SummerWorks Festival (Factory Theatre Studio). Wednesday, August 10, 2011.
"That was Number One," explains Christina to her sister, who had complained that they had already looked at a particular Mondrian while at an art gallery. "This is Number Two."
Such rankings, and an omnipresent sense of competing for dominance, are always lurking in the background of this play. Set in Paris, the characters are all émigrés, beginning with eighteen-year-old Christina and her younger sister Rodica — very recently arrived from a revolution-torn Romania, and quite possibly undocumented. They encounter the kindly Mr. Smith, who buys them a meal, and is rapidly offering to put them up in his luxurious apartment. Smith is so unctuously exact and polite, it seems inevitable that he is concealing something much darker — and what he has in mind beyond genially hosting some tourists is pretty obvious, even well before the riding crop makes an appearance.
The sisters (who are by turns cunningly manipulative and naive) aren't fooled by Smith's kindly exterior, but aren't in too much of a rush to extricate themselves, either. Clearly they need money and a place to stay, but how far are they willing to go to turn the tables on this man whose velvet glove of charity could turn into something far worse?

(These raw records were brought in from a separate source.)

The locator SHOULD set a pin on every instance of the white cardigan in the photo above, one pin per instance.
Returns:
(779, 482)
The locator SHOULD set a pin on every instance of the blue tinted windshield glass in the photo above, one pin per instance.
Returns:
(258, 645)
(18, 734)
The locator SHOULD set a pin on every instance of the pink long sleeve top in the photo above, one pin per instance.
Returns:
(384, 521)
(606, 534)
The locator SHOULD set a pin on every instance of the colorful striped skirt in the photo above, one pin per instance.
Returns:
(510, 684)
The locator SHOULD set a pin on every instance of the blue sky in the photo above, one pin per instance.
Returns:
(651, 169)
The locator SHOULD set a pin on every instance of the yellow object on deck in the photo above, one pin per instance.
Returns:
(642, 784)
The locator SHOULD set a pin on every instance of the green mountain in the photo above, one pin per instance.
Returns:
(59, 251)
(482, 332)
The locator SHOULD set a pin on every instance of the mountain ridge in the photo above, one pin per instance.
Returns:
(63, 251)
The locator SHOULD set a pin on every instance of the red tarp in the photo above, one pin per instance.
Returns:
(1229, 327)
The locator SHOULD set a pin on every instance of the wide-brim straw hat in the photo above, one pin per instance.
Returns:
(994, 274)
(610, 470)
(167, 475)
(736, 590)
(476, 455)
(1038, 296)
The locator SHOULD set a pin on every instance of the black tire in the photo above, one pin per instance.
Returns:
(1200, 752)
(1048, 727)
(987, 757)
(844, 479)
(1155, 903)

Maintaining its forward momentum, the play doesn't stop to consider the characters' motivations, letting the audience fill in a lot of blanks — as well as drawing their own conclusions on the morality of everyone involved. Thus the main tightrope for the production to navigate is in finding the right balance for all the elements in play — how exaggerated the situations should be, and how far to push the play's more salacious elements (S + M, jailbait, "sex dolls", designer watches) to keep things interesting but not too lurid. As things move along, the uncertainty of the situation is played up by introducing ambiguous scenes and elements that play out more like dreamy psychological tableaux.

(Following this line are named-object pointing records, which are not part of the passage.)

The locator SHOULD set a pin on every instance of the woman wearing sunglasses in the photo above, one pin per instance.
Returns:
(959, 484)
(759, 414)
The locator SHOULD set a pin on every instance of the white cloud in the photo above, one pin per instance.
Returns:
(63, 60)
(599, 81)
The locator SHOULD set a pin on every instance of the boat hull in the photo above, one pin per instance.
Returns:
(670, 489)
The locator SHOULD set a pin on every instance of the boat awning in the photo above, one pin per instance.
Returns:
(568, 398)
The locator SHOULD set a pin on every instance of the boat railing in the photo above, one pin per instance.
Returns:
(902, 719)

Going hand-in-hand with that, there are several rather stylized elements to the production — the actors all in half-whiteface (suggesting that everyone's intentions are always masked) and there are extra-showy scene transitions that go out of their way to call attention to themselves, with the actors wheeling furniture in and out in a carefully-arranged choreography. The performances similarly are pitched in the realm of the slightly-fantastic, with the three leads all acquitting themselves well. Peter Nelson's Smith is smarm personified, and gives the impression that this could be someone like Alan Rickman's Die Hard character, relaxing between capers. Shaina Silver-Baird, as pouting teenager Rodica, has the most fun here, her eyes glittering with the potential rewards of her precarious position, while Nicole St. Martin has the toughest job, staying more realistically anchored to the danger of the situation.
An entertaining production. With enough of what happened left open for reflection, it lingered more than I thought it would in my mind.